The example is from page 2 of this paper.
http://analytics.ncsu.edu/sesug/2010/BB13.Dorfman.pdf
"If VAR is missing CONTINUE passes the control straight to the bottom of the loop".
What is the meaning of bottom of the loop? Is it not gona calculate Mcount Prod and SUm for that variable and goes to the next variable but still with in the loop?Is that the meaning ?
Secondly,
"PROD and COUNT are
set to 1, and the non-retained SUM, MEAN, and MCOUNT are set to missing by the default action of the
implied loop (program control at the top of the implied loop)."
This sentence says that SUM Mean and Count are set to missing . But what lines in the code sets these values to missing??
Any help is greatly appreciated possibly with an example would be great
Thanks
Data B ( Keep = Id Prod Sum Count Mean) ;
Prod = 1 ;
Do Count = 1 By 1 Until ( Last.Id ) ;
Set A ;
By Id ;
If Missing (Var) Then Continue ;
Mcount = Sum (Mcount, 1) ;
Prod = Prod * Var ;
Sum = Sum (Sum, Var) ;
End ;
Mean = Sum / Mcount ;
Run ;
Message was edited by: Karun Diri Also I feel the keep statement would have been good with the set statement rather than the Data B Any suggestions??
MyBad!
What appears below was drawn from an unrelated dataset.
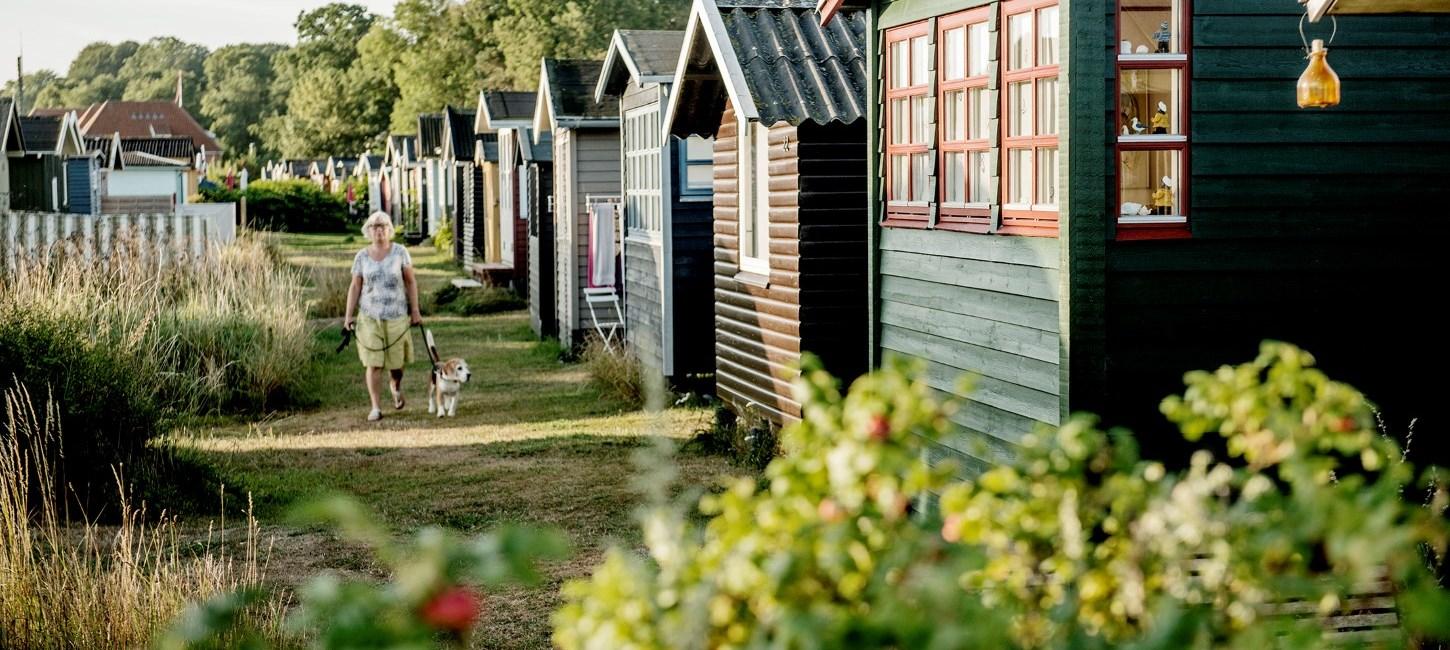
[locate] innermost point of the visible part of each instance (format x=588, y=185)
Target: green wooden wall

I had two step number 4s. I meant for you to run the following in one run .. not try to run it in parts:
data a;
input id var;
cards;
1 10
1 .
1 20
2 .
2 20
2 30
;
Data B ( Keep = Id Prod Sum Count Mean) ;
Prod = 1 ;
Do Count = 1 By 1 Until ( Last.Id ) ;
Set A ;
By Id ;
putlog "(1)" _all_;
If Missing (Var) Then Continue ;
putlog "(2)" _all_;
Mcount = Sum (Mcount, 1) ;
Prod = Prod * Var ;
putlog "(3)" _all_;
Sum = Sum (Sum, Var) ;
putlog "(4)" _all_;
End ;
Mean = Sum / Mcount ;
putlog "(5)" _all_;
Run ;
You should end up reading all six records, but only reaching step 5 twice and only outputting two records.
However, I agree with Rick, that this might be too complex for you at this point. If you can answer your own questions after running the above code (that is to say, as is, not in parts), and answer your own questions by looking at what the log shows, you will at least learned a valuable lesson.
Karun,
I think the best way to learn what is going on is to attempt the solution with some data, add some putlog statements in the code so that you can see what is happening within the PDV, and then attempt to answer your own questions.
E.g., try the following and let us know if you can answer your own questions:
data a;
input id var;
cards;
1 10
1 .
1 20
2 .
2 20
2 30
;
Data B ( Keep = Id Prod Sum Count Mean) ;
Prod = 1 ;
Do Count = 1 By 1 Until ( Last.Id ) ;
Set A ;
By Id ;
putlog "(1)" _all_;
If Missing (Var) Then Continue ;
putlog "(2)" _all_;
Mcount = Sum (Mcount, 1) ;
Prod = Prod * Var ;
putlog "(3)" _all_;
Sum = Sum (Sum, Var) ;
putlog "(4)" _all_;
End ;
Mean = Sum / Mcount ;
putlog "(5)" _all_;
Run ;
Sorry about that.
I figured it out.
I first ran it until putlog "(1)" _all_;
WARNING: The variable Sum in the DROP, KEEP, or RENAME list has never been referenced.
WARNING: The variable Mean in the DROP, KEEP, or RENAME list has never been referenced.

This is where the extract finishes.